The level of pettiness on show is unbelievable.
            Completely co-incidentally, local interest in the Games has not been not hugely high.  Tickets are being given away, whole sections of stadiums are being closed off when the IOC chooses to be unsporting and not give them away, and hotel rooms are going unsold all over London.  
            Two years ago, after the winter olympics, I wrote the following: "I suspect that the IOC is squandering goodwill here.  When it comes down to basic economics, the Olympics don't mean nothing - no dollars and no cents, if no-one cares."
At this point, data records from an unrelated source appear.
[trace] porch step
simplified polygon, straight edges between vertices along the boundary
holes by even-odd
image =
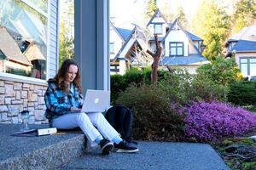
[[[81,133],[40,137],[15,137],[20,125],[0,124],[0,169],[55,169],[84,155]],[[31,125],[31,128],[48,125]]]

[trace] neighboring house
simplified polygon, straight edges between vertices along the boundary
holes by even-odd
[[[243,28],[226,42],[226,57],[235,54],[244,77],[256,76],[256,25]]]
[[[5,56],[0,59],[2,72],[12,72],[23,70],[26,73],[32,70],[32,64],[21,53],[14,37],[5,27],[0,27],[0,49]]]
[[[201,54],[205,46],[203,40],[183,30],[177,20],[172,24],[162,40],[165,54],[160,65],[186,69],[190,74],[209,61]]]
[[[6,73],[0,68],[0,123],[20,122],[23,110],[31,111],[29,123],[48,122],[44,96],[47,80],[55,76],[58,69],[60,2],[0,1],[0,26],[15,32],[9,32],[15,40],[11,43],[2,38],[0,42],[15,47],[15,51],[17,43],[32,68],[39,66],[45,75],[35,78]],[[109,1],[75,2],[75,60],[81,71],[84,94],[88,88],[109,90]],[[9,58],[8,54],[0,48],[0,59]]]
[[[137,32],[140,32],[139,34],[143,36],[138,37]],[[133,60],[139,60],[143,63],[138,65],[141,67],[150,65],[153,60],[152,57],[148,57],[146,51],[149,49],[155,52],[154,34],[157,34],[158,41],[161,42],[164,48],[164,55],[160,61],[160,65],[162,67],[187,69],[189,73],[195,74],[199,66],[209,63],[201,54],[205,48],[203,40],[183,30],[177,20],[175,20],[173,23],[168,23],[161,12],[156,10],[147,24],[146,29],[136,26],[130,38],[116,55],[115,60],[119,60],[119,65],[122,65],[119,66],[122,68],[120,74],[124,74],[131,65],[137,65],[137,62],[132,63]],[[135,47],[138,47],[137,48],[143,52],[139,53],[140,55],[143,54],[144,57],[134,52]]]
[[[112,22],[109,22],[110,74],[119,72],[119,63],[114,60],[114,58],[131,33],[131,30],[115,27]]]
[[[119,64],[119,74],[125,74],[131,65],[147,67],[152,63],[152,57],[147,53],[149,46],[147,42],[145,30],[135,26],[129,37],[123,44],[114,58]]]
[[[58,68],[58,0],[0,1],[0,123],[45,123],[47,79]],[[39,70],[37,74],[33,71]]]
[[[163,41],[168,30],[169,23],[161,12],[158,9],[155,11],[146,27],[150,32],[149,46],[153,51],[155,51],[155,42],[154,34],[157,34],[158,41]]]

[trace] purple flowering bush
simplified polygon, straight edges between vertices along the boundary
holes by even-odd
[[[256,115],[224,103],[194,103],[186,110],[185,134],[198,141],[217,142],[256,128]],[[184,111],[183,111],[184,113]]]

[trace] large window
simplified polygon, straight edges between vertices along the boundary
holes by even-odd
[[[256,75],[256,58],[241,58],[240,70],[243,76]]]
[[[46,79],[47,0],[0,0],[0,72]]]
[[[162,24],[154,24],[154,28],[155,34],[163,34]]]
[[[183,56],[183,42],[170,42],[170,56]]]

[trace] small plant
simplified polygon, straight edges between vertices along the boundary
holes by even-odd
[[[224,103],[195,103],[187,107],[185,134],[198,141],[217,142],[256,128],[256,116]]]

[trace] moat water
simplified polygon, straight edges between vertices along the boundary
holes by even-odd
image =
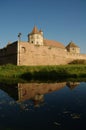
[[[0,83],[0,130],[85,130],[86,82]]]

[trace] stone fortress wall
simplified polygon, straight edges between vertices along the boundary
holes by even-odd
[[[65,47],[58,42],[45,40],[43,32],[36,27],[28,35],[28,42],[19,40],[0,49],[0,65],[63,65],[75,59],[86,60],[86,54],[80,54],[77,45],[71,42]]]

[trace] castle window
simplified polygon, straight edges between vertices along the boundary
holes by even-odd
[[[25,47],[22,47],[22,53],[25,53],[26,52],[26,48]]]

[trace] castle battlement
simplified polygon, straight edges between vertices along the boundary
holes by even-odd
[[[57,41],[47,40],[43,31],[35,26],[28,34],[28,41],[9,43],[0,49],[0,64],[15,65],[61,65],[68,64],[75,59],[85,59],[80,54],[80,48],[70,42],[66,47]]]

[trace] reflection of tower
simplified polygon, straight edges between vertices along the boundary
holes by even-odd
[[[70,89],[74,89],[75,87],[77,87],[80,83],[79,82],[67,82],[66,85],[70,88]]]
[[[32,98],[34,102],[35,107],[39,107],[40,104],[44,103],[44,95],[43,94],[37,94],[34,98]]]

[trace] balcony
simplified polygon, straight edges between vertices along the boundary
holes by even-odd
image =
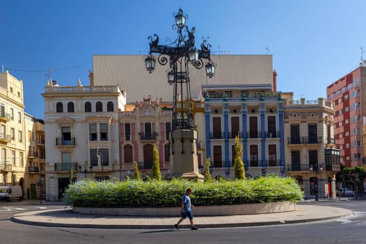
[[[5,143],[10,142],[10,135],[5,133],[0,133],[0,142]]]
[[[28,172],[37,173],[39,172],[39,168],[38,167],[28,167]]]
[[[266,165],[267,167],[281,166],[281,160],[279,159],[266,160]]]
[[[235,139],[236,136],[238,136],[239,138],[242,139],[244,138],[244,133],[242,132],[229,132],[229,138],[230,139]]]
[[[35,158],[38,158],[38,152],[29,151],[28,152],[28,158],[29,159],[34,159]]]
[[[56,145],[57,146],[74,146],[75,145],[75,138],[56,138]]]
[[[247,138],[261,138],[262,132],[260,131],[250,131],[247,132]]]
[[[67,171],[72,169],[77,171],[76,163],[56,163],[55,164],[55,171]]]
[[[2,163],[0,164],[0,170],[2,171],[10,171],[12,170],[12,165],[10,164]]]
[[[10,121],[10,114],[7,113],[0,113],[0,121],[3,122]]]
[[[266,138],[279,138],[280,136],[279,131],[266,131]]]
[[[224,132],[211,132],[210,133],[210,139],[225,139],[225,133]]]
[[[144,141],[155,141],[156,140],[157,133],[140,133],[140,140]]]

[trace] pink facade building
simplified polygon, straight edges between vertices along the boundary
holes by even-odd
[[[362,166],[362,117],[366,116],[366,62],[327,87],[333,103],[334,137],[340,161],[346,167]]]

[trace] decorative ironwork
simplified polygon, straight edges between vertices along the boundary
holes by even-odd
[[[149,55],[144,57],[146,69],[149,73],[151,73],[155,68],[155,61],[161,65],[168,64],[169,71],[168,72],[168,82],[170,85],[173,85],[173,104],[172,118],[172,130],[189,129],[193,130],[193,113],[192,105],[188,103],[187,110],[188,117],[183,115],[183,109],[178,111],[180,108],[184,107],[185,101],[184,98],[187,97],[188,101],[191,99],[191,87],[189,76],[189,64],[195,68],[199,69],[204,66],[206,68],[206,75],[212,77],[215,73],[216,67],[210,59],[210,48],[211,45],[207,44],[206,40],[201,44],[201,49],[197,49],[195,46],[194,33],[195,27],[191,29],[186,25],[186,20],[188,16],[179,9],[177,12],[174,13],[173,16],[175,20],[175,24],[172,28],[176,30],[177,36],[174,41],[170,41],[169,38],[166,41],[170,42],[167,45],[159,44],[159,37],[154,34],[154,37],[149,36],[150,51]],[[156,58],[152,54],[158,54]],[[205,65],[203,60],[207,59]],[[172,75],[174,75],[173,76]],[[179,96],[180,99],[179,99]],[[181,114],[179,116],[178,114]]]

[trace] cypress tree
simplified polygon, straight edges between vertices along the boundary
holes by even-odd
[[[242,148],[241,143],[239,140],[239,137],[235,137],[235,157],[234,161],[234,177],[237,179],[245,179],[245,171],[244,170],[244,164],[241,159],[241,152]]]
[[[152,149],[152,166],[151,166],[151,177],[159,181],[161,180],[159,152],[156,145],[154,145],[154,149]]]

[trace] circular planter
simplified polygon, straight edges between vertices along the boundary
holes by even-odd
[[[296,202],[284,201],[250,204],[204,206],[192,209],[196,216],[258,215],[288,212],[296,209]],[[80,214],[133,216],[177,216],[180,207],[73,207],[73,211]]]

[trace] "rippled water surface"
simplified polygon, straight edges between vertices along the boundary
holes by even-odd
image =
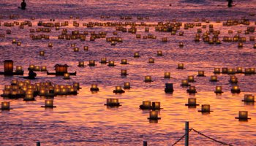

            The sentiment seems even more relevant two years on.  When your whole brand depends on popular enthusiasm on a global scale, the metaphor of the goose with the golden egg is more than tangential.  You're infuriating, and alienating, the audience that your dollars depend on.  You're chopping that goose off at the neck.
            And so - I present to you my dentist - and the real Olympic spirit.  Talent and heart, effort and pride and honor sought in honest competition.   We can't take away the IOC, so let's focus on that this year - let's focus on the athletes, who have given everything they are to be in London.  Let's have a bloody fantastic games.